Por fim, em “A última cabra”, temos um jogo dentro de um jogo. Ao mesmo tempo a história das cabras contra os tigres num tabuleiro de bagha-chall e a história de Paulo à procura de seu parceiro de jogo, em busca do término da partida. Como em O sétimo selo, de Bergman, há também um duelo, não literalmente entre vida e morte, mas do mesmo modo com riscos elevados: jogo entre realidade e ficção, entre sanidade e insanidade. Ao final, enquanto Paulo se vê mais uma vez perdido, ao não reconhecer suas alucinações, as cabras do tabuleiro seguem escapando dos tigres – uma vez que Paulo não terminou o jogo iniciado.
Neste livro, há sempre dualidades que se digladiam, ora entre seres diferentes, ora dentro do próprio ser, mesmo que nem sempre o resultado seja uma vitória definitiva para algum dos lados.
Com estilo concentrado, Verzola tece tramas que prendem os personagens dentro desse instante que caracteriza o conto bem escrito: não se perde tempo em detalhes inúteis, pontas soltas, personagens sem funções. Quando começamos a ler, a armadilha já está armada.
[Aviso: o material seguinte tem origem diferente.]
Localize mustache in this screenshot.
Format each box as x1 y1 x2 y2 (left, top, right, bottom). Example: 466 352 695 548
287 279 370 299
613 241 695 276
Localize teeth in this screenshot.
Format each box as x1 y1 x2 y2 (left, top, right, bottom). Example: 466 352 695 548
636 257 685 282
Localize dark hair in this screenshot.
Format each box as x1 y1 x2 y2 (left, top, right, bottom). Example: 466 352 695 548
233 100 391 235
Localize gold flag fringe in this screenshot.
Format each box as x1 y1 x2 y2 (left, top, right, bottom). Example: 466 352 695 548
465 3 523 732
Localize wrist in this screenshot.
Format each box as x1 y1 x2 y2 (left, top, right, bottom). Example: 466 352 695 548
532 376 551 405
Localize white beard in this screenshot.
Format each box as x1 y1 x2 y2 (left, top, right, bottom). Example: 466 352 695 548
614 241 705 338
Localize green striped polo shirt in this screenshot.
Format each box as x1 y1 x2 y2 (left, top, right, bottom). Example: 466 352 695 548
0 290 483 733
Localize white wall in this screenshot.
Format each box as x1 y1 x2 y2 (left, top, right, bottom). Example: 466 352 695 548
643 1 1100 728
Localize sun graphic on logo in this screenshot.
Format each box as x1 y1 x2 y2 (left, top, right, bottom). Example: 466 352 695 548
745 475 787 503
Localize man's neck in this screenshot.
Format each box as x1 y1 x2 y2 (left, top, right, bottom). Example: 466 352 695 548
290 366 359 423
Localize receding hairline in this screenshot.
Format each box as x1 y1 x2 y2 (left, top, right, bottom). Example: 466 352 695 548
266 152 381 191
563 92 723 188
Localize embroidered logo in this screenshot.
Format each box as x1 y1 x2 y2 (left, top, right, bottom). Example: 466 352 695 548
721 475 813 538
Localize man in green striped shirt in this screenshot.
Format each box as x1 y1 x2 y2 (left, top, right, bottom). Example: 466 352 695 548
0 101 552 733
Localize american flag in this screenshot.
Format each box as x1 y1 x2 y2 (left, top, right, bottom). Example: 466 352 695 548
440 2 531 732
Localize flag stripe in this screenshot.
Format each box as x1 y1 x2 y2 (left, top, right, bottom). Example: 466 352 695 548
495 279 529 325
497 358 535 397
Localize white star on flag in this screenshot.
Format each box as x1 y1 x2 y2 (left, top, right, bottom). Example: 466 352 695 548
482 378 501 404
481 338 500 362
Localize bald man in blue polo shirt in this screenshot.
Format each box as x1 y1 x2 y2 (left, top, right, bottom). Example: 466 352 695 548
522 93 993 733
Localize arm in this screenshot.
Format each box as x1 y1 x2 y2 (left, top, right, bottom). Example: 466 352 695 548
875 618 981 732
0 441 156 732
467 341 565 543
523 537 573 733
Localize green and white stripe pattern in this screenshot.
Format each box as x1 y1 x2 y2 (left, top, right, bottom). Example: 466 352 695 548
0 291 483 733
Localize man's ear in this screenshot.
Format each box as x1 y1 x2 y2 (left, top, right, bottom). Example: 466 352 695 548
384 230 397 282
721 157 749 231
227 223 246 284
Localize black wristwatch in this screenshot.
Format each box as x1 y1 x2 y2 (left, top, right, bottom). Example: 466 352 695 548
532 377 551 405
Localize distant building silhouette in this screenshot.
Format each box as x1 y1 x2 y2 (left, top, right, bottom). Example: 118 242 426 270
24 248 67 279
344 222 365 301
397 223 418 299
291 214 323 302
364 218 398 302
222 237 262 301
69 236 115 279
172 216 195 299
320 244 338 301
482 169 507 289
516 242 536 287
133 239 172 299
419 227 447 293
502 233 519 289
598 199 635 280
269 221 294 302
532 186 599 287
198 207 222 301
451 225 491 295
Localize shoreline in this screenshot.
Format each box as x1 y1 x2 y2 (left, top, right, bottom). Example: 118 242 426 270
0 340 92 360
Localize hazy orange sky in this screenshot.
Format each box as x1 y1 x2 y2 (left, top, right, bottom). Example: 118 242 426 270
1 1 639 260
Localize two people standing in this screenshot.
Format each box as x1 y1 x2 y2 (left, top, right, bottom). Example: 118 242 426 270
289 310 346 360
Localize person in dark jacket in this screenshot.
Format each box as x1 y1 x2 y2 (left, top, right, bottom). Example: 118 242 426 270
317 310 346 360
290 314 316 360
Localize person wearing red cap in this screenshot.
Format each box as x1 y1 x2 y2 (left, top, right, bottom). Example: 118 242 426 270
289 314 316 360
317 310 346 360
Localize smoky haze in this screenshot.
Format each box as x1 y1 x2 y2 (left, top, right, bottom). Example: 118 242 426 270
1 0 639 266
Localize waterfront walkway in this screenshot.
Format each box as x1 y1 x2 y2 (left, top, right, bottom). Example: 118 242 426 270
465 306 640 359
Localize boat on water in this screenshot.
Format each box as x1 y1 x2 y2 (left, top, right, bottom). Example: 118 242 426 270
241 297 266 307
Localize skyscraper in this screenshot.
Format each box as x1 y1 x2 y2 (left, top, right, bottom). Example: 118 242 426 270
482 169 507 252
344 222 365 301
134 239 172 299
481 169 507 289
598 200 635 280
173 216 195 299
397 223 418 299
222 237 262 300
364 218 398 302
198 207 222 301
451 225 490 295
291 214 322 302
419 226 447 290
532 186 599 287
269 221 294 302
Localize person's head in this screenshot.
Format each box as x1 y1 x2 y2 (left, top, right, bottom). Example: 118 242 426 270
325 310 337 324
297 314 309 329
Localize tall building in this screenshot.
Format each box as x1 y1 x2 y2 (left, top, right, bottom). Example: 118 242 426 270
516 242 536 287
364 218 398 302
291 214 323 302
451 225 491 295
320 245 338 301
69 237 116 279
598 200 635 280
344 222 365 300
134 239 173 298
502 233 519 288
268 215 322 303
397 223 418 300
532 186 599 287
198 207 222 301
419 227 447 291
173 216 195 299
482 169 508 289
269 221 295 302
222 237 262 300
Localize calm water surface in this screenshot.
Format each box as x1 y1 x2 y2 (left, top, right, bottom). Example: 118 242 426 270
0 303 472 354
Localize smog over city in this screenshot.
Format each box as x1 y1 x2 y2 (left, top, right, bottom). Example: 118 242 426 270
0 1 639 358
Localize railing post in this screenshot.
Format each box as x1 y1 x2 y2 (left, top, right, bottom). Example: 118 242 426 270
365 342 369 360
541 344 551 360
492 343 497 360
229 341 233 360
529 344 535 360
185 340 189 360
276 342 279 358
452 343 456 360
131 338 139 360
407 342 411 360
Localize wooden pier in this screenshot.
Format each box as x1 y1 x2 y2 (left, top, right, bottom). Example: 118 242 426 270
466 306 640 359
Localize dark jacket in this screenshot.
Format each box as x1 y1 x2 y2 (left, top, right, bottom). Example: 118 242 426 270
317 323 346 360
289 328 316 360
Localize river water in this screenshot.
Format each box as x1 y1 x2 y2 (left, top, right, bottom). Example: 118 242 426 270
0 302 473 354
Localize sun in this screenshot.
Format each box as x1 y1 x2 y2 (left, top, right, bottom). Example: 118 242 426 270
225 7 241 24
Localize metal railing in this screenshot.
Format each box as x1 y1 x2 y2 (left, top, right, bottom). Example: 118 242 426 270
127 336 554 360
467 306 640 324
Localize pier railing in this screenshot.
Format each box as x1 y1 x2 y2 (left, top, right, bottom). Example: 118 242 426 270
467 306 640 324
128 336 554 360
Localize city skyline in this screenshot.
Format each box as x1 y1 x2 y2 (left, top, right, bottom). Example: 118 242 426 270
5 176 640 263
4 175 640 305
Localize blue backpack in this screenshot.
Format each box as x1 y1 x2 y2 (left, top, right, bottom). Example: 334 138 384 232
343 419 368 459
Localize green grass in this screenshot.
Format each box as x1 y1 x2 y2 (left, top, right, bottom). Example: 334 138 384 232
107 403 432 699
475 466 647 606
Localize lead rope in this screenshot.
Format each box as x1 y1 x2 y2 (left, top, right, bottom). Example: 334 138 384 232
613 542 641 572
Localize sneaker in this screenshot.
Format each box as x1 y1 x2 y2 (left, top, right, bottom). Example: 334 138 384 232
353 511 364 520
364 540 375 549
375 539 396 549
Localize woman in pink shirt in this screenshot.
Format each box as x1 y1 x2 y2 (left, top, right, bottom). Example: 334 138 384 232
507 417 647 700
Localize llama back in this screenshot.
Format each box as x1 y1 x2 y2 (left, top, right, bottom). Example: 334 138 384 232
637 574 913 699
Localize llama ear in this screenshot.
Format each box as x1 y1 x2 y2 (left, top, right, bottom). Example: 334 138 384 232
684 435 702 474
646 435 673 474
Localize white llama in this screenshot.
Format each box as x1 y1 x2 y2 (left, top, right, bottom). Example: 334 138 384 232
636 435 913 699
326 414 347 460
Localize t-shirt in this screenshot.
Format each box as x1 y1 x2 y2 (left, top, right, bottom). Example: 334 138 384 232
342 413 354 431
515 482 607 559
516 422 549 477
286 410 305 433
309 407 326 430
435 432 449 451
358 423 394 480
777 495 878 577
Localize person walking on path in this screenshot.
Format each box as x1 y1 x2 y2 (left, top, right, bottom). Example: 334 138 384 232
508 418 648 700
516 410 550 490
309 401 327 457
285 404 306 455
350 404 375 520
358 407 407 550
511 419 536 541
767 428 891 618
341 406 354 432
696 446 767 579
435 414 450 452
Enredados, os personagens mais e mais se embrenham e são encaminhados para o desfecho da narrativa: seja pela breve ruptura (“Butim”), seja pela continuidade das situações (a história da barbearia). Não porque estejam destinados, mas porque o caminho que percorreram – o qual o conto nem sempre exibe, mas ao menos alude – até ali os levaram.
Não é sem curiosidade que abro um livro de contos e não é sempre que se pode ter a alegria de encontrar um contista ao mesmo tempo tão consciente dos elementos fundamentais do gênero e capaz de nos entregar histórias que instigam e que reverberam na gente mesmo depois de terminada a leitura. Lucas Verzola é um desses contistas.